When Rochelle was an adolescent, she had decided she would publish in every genre which she continues to do. Her work has appeared annually in book form through varied presses since 1970. This critical study satisfies another genre and offers new information regarding Anais Nin, who labeled Rochelle in a personal letter, “the Queen of Creativity.”
In addition to teaching a score of years in seven states (including on St. Croix), Rochelle has been a professional dancer, painter, printer and stone sculptor.
She has had her own book review column in The Pilot (Southern Pines, NC) for the past twenty years. Her most recent books include: Tree of Life poetry duet with Marie Asner of Kansas (KS: Chiron Press ‘96); Three Southwest Mysteries with her mother, Olga G. Holt (Phoenix, AZ: Rose Shell Press ‘96); Infamous in Our Prime prose duet with Virginia Love Long of North Carolina (Chgo: Scars Publications and Design ‘97). Dracula’s Lost Sister is forthcoming from Dark Regions Press in ‘98 as well as a larger volume of poetry from Scars Publications and Design titled “Shadows Full of Secrets.”

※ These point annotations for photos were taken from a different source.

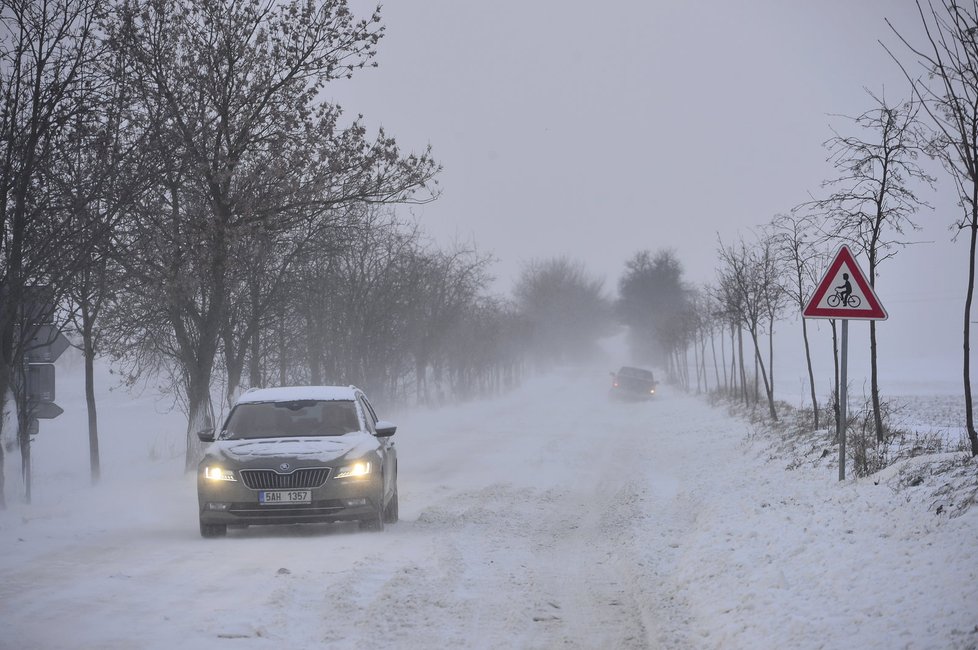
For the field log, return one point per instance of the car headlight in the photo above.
(360, 468)
(219, 474)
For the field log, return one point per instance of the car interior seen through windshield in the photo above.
(295, 418)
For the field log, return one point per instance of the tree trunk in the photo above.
(743, 371)
(835, 392)
(811, 373)
(875, 384)
(968, 404)
(88, 352)
(200, 414)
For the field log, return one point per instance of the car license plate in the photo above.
(284, 496)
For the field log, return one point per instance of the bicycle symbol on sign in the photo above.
(843, 295)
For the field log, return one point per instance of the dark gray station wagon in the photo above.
(300, 454)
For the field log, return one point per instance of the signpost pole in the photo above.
(843, 399)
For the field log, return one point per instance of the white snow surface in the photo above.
(549, 517)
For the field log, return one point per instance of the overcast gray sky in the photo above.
(595, 130)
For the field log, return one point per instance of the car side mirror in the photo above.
(385, 429)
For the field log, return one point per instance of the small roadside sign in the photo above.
(844, 293)
(45, 410)
(47, 344)
(40, 382)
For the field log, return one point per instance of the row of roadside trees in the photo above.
(871, 205)
(171, 175)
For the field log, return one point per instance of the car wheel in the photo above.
(213, 530)
(391, 511)
(375, 522)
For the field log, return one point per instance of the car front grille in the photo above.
(267, 479)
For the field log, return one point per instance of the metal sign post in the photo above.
(841, 424)
(844, 294)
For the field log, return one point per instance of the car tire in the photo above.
(213, 530)
(376, 522)
(391, 511)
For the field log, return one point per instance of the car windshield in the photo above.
(291, 419)
(636, 373)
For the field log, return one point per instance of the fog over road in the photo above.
(550, 517)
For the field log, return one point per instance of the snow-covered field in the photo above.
(550, 517)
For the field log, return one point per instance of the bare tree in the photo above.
(43, 48)
(751, 273)
(873, 199)
(793, 239)
(566, 308)
(235, 90)
(948, 91)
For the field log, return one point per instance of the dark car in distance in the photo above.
(300, 454)
(633, 383)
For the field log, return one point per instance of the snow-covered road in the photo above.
(548, 518)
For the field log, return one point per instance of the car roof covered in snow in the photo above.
(293, 393)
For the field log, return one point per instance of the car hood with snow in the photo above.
(313, 449)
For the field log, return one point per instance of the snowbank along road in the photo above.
(551, 517)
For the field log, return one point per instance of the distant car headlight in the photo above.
(219, 474)
(360, 468)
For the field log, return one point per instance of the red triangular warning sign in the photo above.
(844, 293)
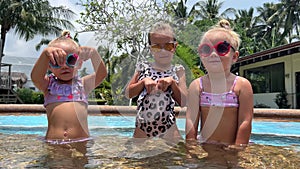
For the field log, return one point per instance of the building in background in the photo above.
(272, 72)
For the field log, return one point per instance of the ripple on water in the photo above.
(27, 151)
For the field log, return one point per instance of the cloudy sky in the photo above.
(19, 47)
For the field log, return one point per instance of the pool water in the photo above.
(263, 132)
(275, 145)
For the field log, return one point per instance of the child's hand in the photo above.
(164, 83)
(55, 55)
(86, 52)
(150, 85)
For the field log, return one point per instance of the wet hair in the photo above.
(224, 25)
(161, 27)
(64, 37)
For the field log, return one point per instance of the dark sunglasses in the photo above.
(167, 46)
(70, 61)
(222, 48)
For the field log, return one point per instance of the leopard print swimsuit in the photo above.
(156, 111)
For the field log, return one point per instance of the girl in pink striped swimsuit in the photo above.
(220, 101)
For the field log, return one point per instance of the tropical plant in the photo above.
(123, 25)
(287, 15)
(210, 9)
(32, 17)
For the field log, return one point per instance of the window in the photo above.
(266, 79)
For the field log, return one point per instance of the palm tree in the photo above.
(210, 10)
(246, 25)
(32, 17)
(269, 28)
(287, 13)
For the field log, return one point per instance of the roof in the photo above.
(279, 51)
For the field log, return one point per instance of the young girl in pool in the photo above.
(221, 101)
(159, 85)
(65, 93)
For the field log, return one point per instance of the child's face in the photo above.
(66, 72)
(162, 47)
(216, 52)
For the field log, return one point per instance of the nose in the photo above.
(214, 53)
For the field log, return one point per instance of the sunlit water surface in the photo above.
(274, 146)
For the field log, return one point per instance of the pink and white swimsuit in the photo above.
(227, 99)
(65, 92)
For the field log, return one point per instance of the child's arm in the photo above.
(193, 112)
(41, 66)
(245, 112)
(93, 80)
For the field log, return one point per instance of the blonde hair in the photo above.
(64, 37)
(224, 25)
(163, 28)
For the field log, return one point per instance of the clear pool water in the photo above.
(263, 132)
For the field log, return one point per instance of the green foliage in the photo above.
(29, 18)
(29, 96)
(281, 100)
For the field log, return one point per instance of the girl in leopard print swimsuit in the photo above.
(158, 86)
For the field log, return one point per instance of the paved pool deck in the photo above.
(130, 110)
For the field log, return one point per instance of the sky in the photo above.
(19, 47)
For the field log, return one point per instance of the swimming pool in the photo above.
(276, 133)
(275, 145)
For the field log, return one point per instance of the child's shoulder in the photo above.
(142, 65)
(178, 67)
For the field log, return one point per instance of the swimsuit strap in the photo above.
(201, 84)
(234, 83)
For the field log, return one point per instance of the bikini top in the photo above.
(227, 99)
(65, 92)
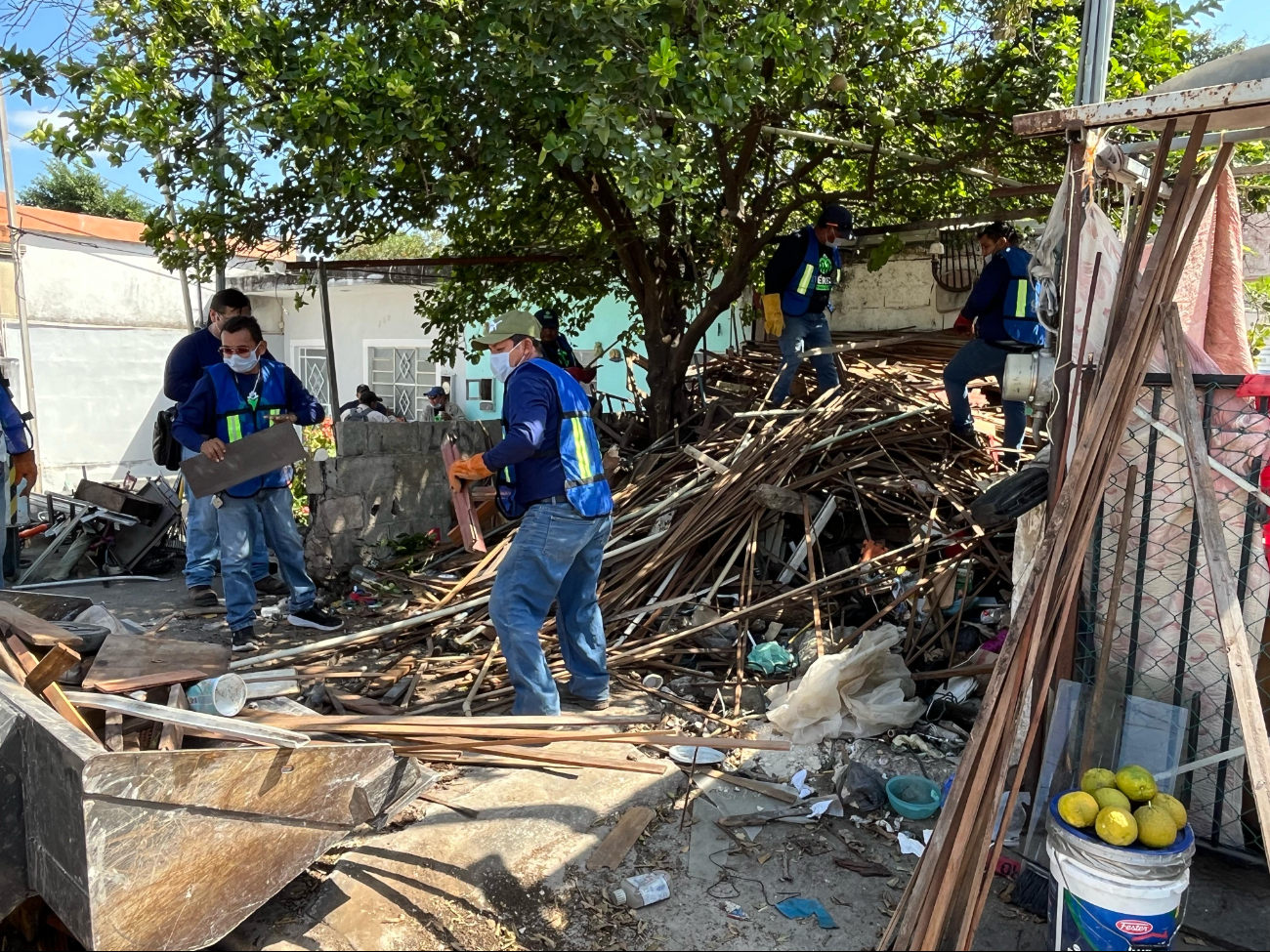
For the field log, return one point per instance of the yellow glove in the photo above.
(774, 317)
(470, 469)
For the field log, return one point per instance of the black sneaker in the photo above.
(244, 639)
(585, 703)
(316, 617)
(271, 585)
(203, 597)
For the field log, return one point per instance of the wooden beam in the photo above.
(1217, 554)
(59, 660)
(229, 727)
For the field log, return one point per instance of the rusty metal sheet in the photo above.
(1246, 102)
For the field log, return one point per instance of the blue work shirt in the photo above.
(531, 438)
(195, 419)
(14, 428)
(987, 299)
(193, 354)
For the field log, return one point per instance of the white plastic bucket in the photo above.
(1114, 897)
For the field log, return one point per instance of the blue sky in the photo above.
(1235, 20)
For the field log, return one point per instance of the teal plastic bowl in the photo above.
(912, 796)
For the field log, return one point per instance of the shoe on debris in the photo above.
(316, 617)
(203, 597)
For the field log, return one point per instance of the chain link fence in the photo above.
(1164, 642)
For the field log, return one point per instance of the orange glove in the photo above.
(473, 468)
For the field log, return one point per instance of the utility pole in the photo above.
(20, 288)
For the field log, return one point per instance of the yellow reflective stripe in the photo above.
(805, 280)
(582, 449)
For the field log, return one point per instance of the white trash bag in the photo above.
(860, 692)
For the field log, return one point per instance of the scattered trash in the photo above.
(643, 890)
(801, 906)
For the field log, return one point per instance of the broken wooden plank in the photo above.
(54, 693)
(59, 660)
(229, 727)
(614, 847)
(132, 661)
(34, 631)
(173, 734)
(465, 515)
(1230, 616)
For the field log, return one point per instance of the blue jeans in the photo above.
(555, 557)
(978, 358)
(805, 333)
(203, 544)
(237, 519)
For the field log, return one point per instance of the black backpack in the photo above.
(166, 449)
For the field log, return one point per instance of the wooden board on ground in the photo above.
(132, 661)
(34, 631)
(614, 847)
(244, 460)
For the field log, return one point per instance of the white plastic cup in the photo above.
(224, 696)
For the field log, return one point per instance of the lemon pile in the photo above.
(1105, 803)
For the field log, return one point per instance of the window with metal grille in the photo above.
(402, 377)
(312, 369)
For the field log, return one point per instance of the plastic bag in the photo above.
(862, 692)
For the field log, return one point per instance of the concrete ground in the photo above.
(515, 875)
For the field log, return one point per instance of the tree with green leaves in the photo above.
(77, 188)
(655, 147)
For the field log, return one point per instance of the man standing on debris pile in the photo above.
(550, 475)
(244, 394)
(796, 286)
(1001, 312)
(186, 364)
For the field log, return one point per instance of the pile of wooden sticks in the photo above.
(945, 897)
(740, 521)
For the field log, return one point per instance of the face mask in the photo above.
(241, 364)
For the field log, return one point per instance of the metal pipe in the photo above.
(20, 287)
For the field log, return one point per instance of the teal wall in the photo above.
(610, 318)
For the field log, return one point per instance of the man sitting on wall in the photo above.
(186, 364)
(242, 394)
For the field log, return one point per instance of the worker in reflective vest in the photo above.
(551, 476)
(244, 393)
(796, 283)
(1001, 312)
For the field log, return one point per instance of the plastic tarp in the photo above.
(863, 690)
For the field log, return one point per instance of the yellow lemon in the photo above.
(1172, 805)
(1135, 782)
(1096, 779)
(1116, 825)
(1079, 808)
(1110, 796)
(1156, 826)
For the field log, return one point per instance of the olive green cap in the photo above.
(508, 325)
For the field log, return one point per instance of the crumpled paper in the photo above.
(862, 692)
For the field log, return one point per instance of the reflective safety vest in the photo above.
(236, 418)
(796, 296)
(584, 482)
(1019, 309)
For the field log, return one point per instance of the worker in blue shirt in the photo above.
(1001, 312)
(193, 354)
(796, 286)
(549, 474)
(21, 457)
(242, 394)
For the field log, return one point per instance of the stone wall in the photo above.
(386, 480)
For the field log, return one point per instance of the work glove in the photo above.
(774, 317)
(471, 468)
(23, 466)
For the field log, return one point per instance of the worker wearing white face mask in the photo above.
(551, 476)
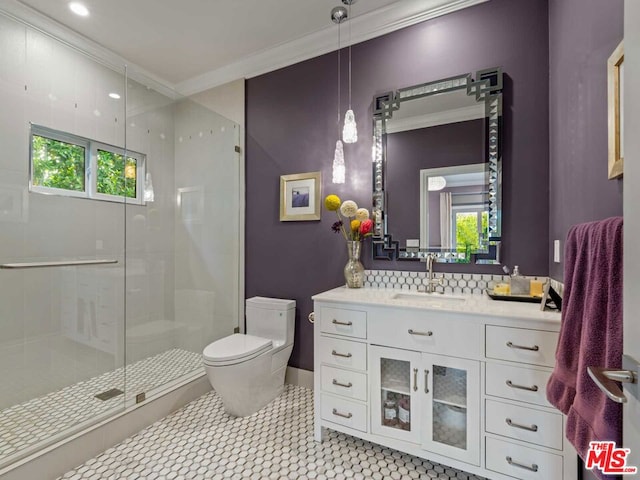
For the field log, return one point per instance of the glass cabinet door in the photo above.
(395, 406)
(451, 417)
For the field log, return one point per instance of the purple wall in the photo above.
(582, 35)
(460, 143)
(292, 128)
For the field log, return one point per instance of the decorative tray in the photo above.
(514, 298)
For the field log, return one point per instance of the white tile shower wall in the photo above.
(207, 177)
(59, 325)
(453, 283)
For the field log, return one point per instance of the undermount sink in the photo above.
(431, 299)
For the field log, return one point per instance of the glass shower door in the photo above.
(61, 250)
(182, 260)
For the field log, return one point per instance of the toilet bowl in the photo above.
(247, 370)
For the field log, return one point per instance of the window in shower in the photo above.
(70, 165)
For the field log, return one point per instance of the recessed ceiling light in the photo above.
(79, 9)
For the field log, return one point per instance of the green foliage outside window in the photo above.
(114, 178)
(57, 164)
(468, 236)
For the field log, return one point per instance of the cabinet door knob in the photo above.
(535, 348)
(343, 415)
(337, 322)
(531, 428)
(532, 468)
(344, 355)
(533, 388)
(345, 385)
(424, 334)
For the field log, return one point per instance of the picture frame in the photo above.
(615, 96)
(300, 197)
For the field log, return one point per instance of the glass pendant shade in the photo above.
(148, 189)
(338, 164)
(350, 130)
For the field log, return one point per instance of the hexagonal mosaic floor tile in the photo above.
(201, 441)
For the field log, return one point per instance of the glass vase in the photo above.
(354, 270)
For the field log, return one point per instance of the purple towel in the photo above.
(590, 333)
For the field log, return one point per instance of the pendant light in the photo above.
(338, 15)
(350, 130)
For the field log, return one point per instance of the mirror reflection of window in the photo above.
(455, 217)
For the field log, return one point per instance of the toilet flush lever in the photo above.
(346, 324)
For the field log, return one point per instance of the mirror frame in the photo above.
(487, 87)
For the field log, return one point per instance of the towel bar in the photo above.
(605, 379)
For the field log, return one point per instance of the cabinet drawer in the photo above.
(345, 383)
(526, 424)
(522, 462)
(343, 353)
(536, 347)
(523, 384)
(344, 412)
(426, 331)
(340, 321)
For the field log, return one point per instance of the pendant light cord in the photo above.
(338, 79)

Since 1995, Rochelle has lived in Fort Myers, Florida where she teaches part time at International College, leads special workshops at Watermark Books, and is monthly columnist (“Panache”) for Gulf Coast Woman. In the Summer of 1997, she received a grant from Fl. Humanities Council for her multicultural novel of the future project: “Coming of Age Together: A Shared Identity,” now an approved statewide lecture. Her philosophy of life matches Anais’: “We are all giving birth to each other.”